By JAMES BRADSHAW
Tuesday, February 13, 2018
Bank of Nova Scotia has added much-needed clout to its asset-management offerings for institutional investors, striking a deal to buy investment firm Jarislowsky Fraser Ltd. for $950-million.
After 62 years in business, Jarislowsky Fraser is one of the largest independent fund managers in Canada, with $40-billion in assets under management. Founded by outspoken, self-made billionaire Stephen Jarislowsky, its strength is in managing approximately $27-billion in assets on behalf of pension funds, corporations, foundations and endowments, making it a rare commodity in a consolidated industry.
The tie-up will create Canada's third-largest asset manager with a total of $166-billion under management, trailing only Royal Bank of Canada and Toronto-Dominion Bank. More importantly, it satisfies Scotiabank's long-standing ambition to shore up its relatively small institutional investing business. For some time, executives have been signalling their desire to diversify the bank's wealth-management capabilities.

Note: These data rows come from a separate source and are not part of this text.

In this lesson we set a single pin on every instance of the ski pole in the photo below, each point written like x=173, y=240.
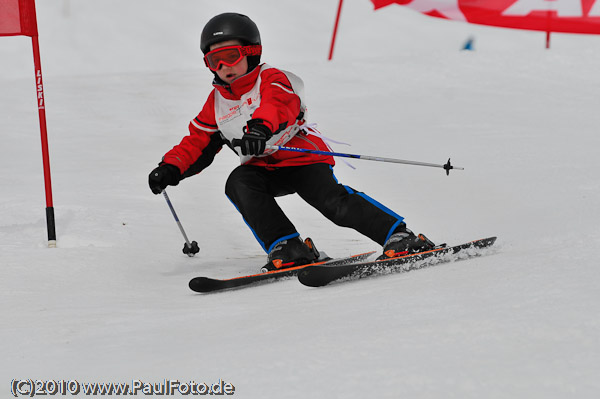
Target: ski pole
x=447, y=166
x=190, y=249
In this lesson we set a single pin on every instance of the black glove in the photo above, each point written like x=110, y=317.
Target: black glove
x=163, y=176
x=254, y=141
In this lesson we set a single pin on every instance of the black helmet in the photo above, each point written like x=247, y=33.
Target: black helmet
x=229, y=26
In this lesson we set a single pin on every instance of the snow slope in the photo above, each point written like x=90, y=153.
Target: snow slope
x=111, y=303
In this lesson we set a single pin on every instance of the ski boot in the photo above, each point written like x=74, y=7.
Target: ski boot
x=405, y=242
x=290, y=253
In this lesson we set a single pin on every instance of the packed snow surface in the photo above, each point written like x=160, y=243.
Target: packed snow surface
x=111, y=302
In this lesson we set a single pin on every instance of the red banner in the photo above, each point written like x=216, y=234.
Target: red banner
x=569, y=16
x=17, y=17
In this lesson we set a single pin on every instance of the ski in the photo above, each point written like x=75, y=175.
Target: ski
x=320, y=275
x=207, y=284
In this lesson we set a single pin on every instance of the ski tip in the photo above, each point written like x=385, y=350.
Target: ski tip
x=201, y=284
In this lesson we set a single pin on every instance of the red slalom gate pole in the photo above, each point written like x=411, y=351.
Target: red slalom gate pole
x=337, y=20
x=44, y=137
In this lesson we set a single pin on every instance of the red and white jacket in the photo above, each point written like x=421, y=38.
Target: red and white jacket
x=265, y=93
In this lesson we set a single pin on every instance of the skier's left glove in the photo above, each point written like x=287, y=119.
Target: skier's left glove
x=163, y=176
x=254, y=140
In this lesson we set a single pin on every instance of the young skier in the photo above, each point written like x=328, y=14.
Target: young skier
x=254, y=105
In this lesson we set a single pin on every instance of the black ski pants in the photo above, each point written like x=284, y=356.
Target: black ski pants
x=253, y=189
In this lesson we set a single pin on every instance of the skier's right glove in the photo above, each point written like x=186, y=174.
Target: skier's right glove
x=254, y=141
x=163, y=176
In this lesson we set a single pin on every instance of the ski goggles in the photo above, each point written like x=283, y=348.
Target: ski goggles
x=229, y=55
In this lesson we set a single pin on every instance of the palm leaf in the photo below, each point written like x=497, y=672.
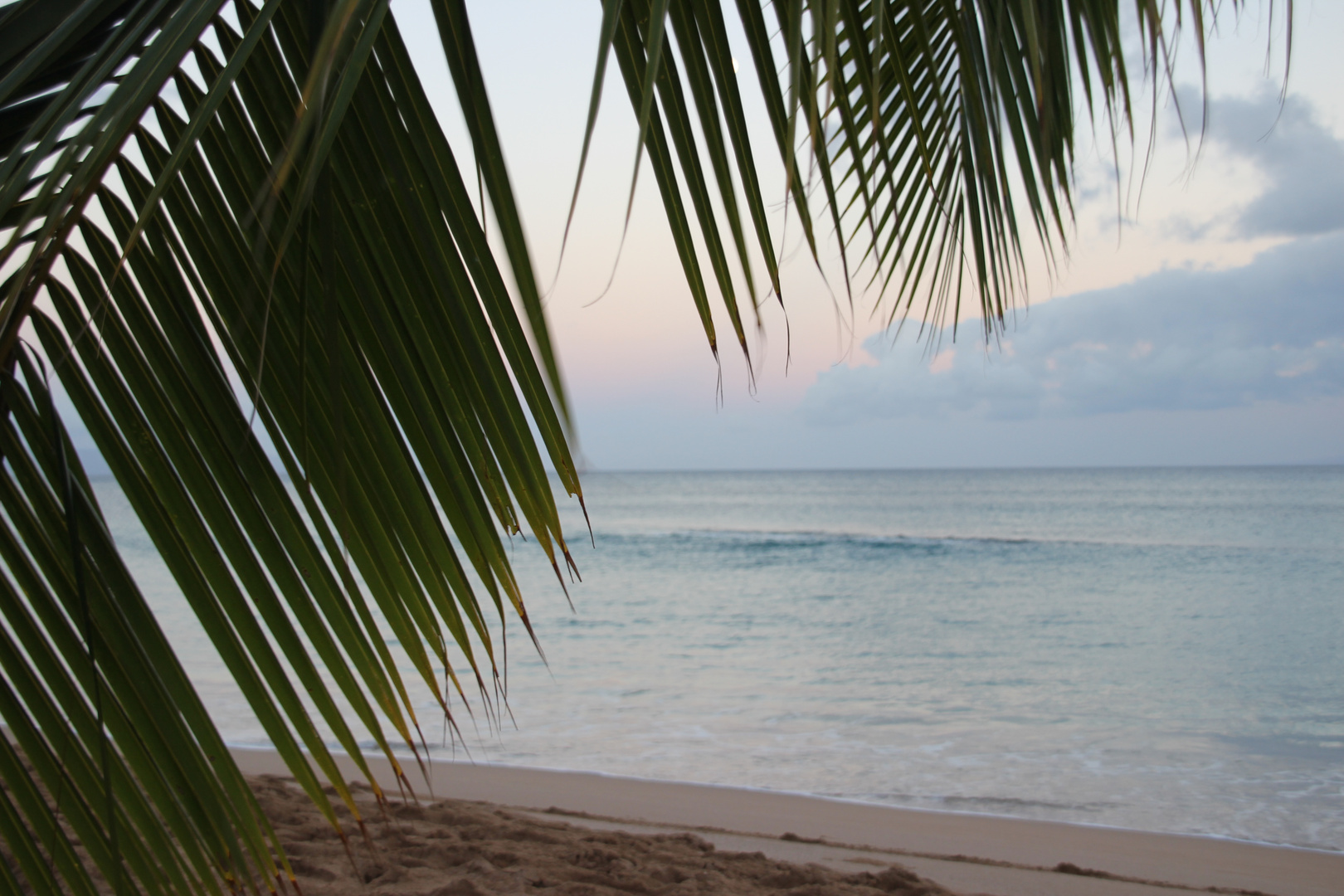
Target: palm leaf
x=236, y=236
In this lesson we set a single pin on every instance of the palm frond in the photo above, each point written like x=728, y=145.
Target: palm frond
x=236, y=236
x=930, y=132
x=266, y=293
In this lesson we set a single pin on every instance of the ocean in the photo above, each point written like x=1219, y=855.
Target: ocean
x=1142, y=648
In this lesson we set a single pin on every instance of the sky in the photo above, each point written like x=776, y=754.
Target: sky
x=1199, y=317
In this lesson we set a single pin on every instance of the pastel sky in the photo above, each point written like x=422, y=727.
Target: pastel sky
x=1207, y=327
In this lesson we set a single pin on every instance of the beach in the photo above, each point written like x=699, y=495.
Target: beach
x=962, y=852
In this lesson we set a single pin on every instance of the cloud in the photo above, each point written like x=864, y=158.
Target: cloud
x=1300, y=158
x=1272, y=331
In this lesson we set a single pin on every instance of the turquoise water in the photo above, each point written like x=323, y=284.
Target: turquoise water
x=1153, y=649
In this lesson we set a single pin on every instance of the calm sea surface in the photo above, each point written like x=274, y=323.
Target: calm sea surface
x=1153, y=649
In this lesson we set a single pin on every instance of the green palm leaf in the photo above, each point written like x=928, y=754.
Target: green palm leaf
x=238, y=240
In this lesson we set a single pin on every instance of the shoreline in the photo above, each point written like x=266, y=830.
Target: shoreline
x=984, y=853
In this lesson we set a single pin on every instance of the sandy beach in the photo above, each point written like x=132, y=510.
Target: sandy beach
x=847, y=845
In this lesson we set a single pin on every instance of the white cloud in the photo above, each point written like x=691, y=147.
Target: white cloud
x=1272, y=331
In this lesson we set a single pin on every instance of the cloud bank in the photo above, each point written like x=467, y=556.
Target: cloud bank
x=1272, y=331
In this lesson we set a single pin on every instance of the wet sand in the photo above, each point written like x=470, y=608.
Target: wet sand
x=849, y=846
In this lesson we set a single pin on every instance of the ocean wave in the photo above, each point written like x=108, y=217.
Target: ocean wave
x=821, y=538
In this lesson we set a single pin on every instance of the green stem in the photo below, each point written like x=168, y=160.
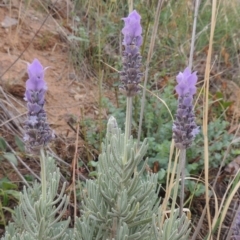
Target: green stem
x=180, y=170
x=43, y=174
x=127, y=127
x=182, y=160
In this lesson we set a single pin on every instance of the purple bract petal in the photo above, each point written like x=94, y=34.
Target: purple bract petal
x=36, y=77
x=186, y=82
x=132, y=30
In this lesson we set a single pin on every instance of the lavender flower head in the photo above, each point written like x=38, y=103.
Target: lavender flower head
x=130, y=76
x=236, y=226
x=37, y=130
x=184, y=127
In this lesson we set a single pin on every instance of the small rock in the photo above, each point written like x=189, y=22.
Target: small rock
x=9, y=22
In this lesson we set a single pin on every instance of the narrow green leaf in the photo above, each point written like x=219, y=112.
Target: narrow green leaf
x=3, y=145
x=20, y=144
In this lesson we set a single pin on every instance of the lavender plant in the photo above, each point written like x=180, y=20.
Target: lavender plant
x=121, y=203
x=130, y=76
x=38, y=215
x=236, y=226
x=37, y=130
x=184, y=127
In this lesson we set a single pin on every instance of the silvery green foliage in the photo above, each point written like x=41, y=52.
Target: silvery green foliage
x=120, y=203
x=173, y=228
x=37, y=218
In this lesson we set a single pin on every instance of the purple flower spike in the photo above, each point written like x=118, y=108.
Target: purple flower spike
x=37, y=130
x=132, y=30
x=184, y=127
x=236, y=226
x=130, y=76
x=186, y=82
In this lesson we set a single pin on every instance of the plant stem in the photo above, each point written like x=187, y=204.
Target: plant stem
x=193, y=34
x=182, y=161
x=43, y=174
x=127, y=127
x=149, y=57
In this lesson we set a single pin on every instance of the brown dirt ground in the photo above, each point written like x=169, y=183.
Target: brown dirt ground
x=70, y=93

The deal is also the latest signal that Scotiabank is flush with capital and hunting for acquisitions, after chief executive officer Brian Porter spent large parts of his first four years at the helm turning over the executive ranks, increasing spending on digital technology and disposing of non-core assets. In the past three months, the bank has also agreed to pay $2.9-billion to buy control of Banco Bilbao Vizcaya Argentaria SA's subsidiary in Chile, as well as Citigroup Inc.'s consumer and small business operations in Colombia.

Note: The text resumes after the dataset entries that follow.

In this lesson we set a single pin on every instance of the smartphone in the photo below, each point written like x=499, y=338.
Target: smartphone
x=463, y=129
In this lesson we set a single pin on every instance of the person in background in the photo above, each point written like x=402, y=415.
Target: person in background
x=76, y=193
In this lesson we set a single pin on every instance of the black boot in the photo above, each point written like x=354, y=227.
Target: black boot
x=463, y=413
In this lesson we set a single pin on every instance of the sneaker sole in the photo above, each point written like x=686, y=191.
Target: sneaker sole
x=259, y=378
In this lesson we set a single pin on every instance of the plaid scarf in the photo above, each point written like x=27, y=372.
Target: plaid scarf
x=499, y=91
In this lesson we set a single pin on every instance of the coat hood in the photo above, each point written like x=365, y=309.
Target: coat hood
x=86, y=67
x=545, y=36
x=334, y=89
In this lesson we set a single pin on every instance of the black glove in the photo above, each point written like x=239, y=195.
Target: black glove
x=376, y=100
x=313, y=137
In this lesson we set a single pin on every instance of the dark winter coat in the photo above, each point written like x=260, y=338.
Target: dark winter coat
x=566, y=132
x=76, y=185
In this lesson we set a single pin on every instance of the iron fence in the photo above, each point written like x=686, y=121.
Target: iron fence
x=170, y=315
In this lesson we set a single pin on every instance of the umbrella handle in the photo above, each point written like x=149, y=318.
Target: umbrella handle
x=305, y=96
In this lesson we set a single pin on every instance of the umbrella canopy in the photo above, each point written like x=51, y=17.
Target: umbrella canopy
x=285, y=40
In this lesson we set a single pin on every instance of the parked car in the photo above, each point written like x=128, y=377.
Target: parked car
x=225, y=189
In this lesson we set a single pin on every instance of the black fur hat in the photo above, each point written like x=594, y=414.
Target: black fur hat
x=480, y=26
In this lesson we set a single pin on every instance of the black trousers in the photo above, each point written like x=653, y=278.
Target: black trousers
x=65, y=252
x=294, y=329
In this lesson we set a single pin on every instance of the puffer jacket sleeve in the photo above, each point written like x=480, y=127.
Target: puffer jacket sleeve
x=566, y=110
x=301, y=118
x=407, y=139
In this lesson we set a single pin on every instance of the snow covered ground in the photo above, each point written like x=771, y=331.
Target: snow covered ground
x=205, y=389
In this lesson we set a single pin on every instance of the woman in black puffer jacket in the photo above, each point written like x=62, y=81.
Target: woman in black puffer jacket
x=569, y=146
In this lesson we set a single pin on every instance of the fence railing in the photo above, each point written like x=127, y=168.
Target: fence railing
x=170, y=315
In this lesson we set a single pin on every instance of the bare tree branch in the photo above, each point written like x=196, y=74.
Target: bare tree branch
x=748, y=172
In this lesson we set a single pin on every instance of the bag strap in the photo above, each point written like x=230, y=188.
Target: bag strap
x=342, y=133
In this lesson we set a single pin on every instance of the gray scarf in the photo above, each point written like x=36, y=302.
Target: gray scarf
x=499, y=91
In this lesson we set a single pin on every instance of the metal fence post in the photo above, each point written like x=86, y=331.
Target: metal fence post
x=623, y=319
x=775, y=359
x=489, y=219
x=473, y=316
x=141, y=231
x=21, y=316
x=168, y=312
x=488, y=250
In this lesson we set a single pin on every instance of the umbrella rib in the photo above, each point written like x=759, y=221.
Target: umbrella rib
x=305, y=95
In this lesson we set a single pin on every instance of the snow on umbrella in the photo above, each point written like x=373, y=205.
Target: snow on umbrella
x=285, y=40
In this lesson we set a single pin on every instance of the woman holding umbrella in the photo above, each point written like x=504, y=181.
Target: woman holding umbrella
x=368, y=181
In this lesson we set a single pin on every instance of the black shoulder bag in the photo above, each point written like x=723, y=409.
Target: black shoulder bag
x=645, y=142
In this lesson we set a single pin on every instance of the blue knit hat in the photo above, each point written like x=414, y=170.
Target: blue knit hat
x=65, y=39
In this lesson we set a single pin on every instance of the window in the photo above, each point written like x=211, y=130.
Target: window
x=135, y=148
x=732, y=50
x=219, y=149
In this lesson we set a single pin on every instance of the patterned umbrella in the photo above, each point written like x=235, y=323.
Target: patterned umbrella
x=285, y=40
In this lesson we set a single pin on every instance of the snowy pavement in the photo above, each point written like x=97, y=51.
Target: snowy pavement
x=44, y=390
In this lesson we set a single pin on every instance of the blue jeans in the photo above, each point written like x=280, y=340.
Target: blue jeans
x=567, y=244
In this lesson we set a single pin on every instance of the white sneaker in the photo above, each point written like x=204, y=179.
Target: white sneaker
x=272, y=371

"The strategy hasn't changed in that we're looking to ensure that we can cover all our customer bases, whether it's in Canada or internationally," Glen Gowland, Scotiabank's head of asset management, said in an interview. Mr. Porter said in a news release that the deal "also enhances Scotiabank's ability to serve the banking, estate, and trust needs of high net worth families who are the clients of Jarislowsky Fraser."

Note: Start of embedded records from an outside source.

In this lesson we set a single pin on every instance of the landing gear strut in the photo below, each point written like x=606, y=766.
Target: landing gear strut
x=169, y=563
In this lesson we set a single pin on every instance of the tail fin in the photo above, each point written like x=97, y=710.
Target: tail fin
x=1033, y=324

The investment firm will keep its headquarters in Montreal, its management team intact and enough autonomy to run the day-to-day business with its own investing philosophy.
At the age of 92, Mr. Jarislowsky - the chairman emeritus known for his sharp tongue and crusades to improve corporate governance as well as a keen mind for investing - intends to stay involved. "If you don't work, you die," he said in a recent interview with management magazine Gestion. But Mr. Jarislowsky has been "thinking about the future," said president Pierre Lapointe, and the firm has entered an "inflection period" when it needs new ways to grow. "You reach a point where you've got to partner up with somebody with deep pockets that's got distribution channels, not only nationally, locally, but also internationally."
Mr. Jarislowsky could not be reached for comment.
Jarislowsky Fraser has had some struggles. The firm underwent a major management shakeup in late 2012, after president Len Racioppo and vice-president Marc Trottier left to start their own firm. At the time, the firm's assets under management had fallen from about $60-billion to $37-billion. But since then, a four-person executive committee led by Mr. Lapointe has steadied its fortunes and it is growing again.
Scotiabank will pay the purchase price mostly by issuing new shares. Jarislowsky Fraser's partners - who unanimously approved the deal - can earn another $56-million in stock if the firm meets performance targets and executives have been given incentive to stay. After the deal closes, which is expected in the bank's third fiscal quarter, Scotiabank plans to offset dilution from issuing shares by buying back a similar number.
Canaccord Genuity Group Inc. analyst Scott Chan thinks the deal "comes at a fair price based on past transactions." Ratings agency Moody's Corp. deemed it "credit positive."
Scotiabank has been seeking to grow its wealth-management business for years. Its last major acquisition in the field was DundeeWealth Inc. in 2011, for $2.3billion. But asset managers with robust institutional client lists are hard to come by, with knowledge, relationships and brands that are more easily bought than built.
"When you look at the success that Jarislowsky Fraser has had over the 62 years, that's certainly not something that you can do very quickly," Mr. Gowland said.
At a recent Scotiabank investor day, Canadian banking head James O'Sullivan said he wants wealth management to generate 15 per cent or more of the bank's total earnings, compared with 12 per cent now. "We will continue to invest in the wealth business," he told investors. "Our current business mix, as you know, is primarily in Canada with a retail focus."
Of more than $100-billion managed through its 1832 Asset Management L.P. subsidiary, nearly 80 per cent is made up of retail funds. By contrast, Scotiabank's business catering to institutional and ultra-high-networth clients has lagged. "We really didn't have a robust offering there," Mr. Gowland said.
Scotiabank isn't expected to spend much energy cutting costs at Jarislowsky. Instead, its aim will be to cross-sell products through Scotiabank's branches and commercial relationships.
"This is definitely a revenue growth play," Mr. Gowland said.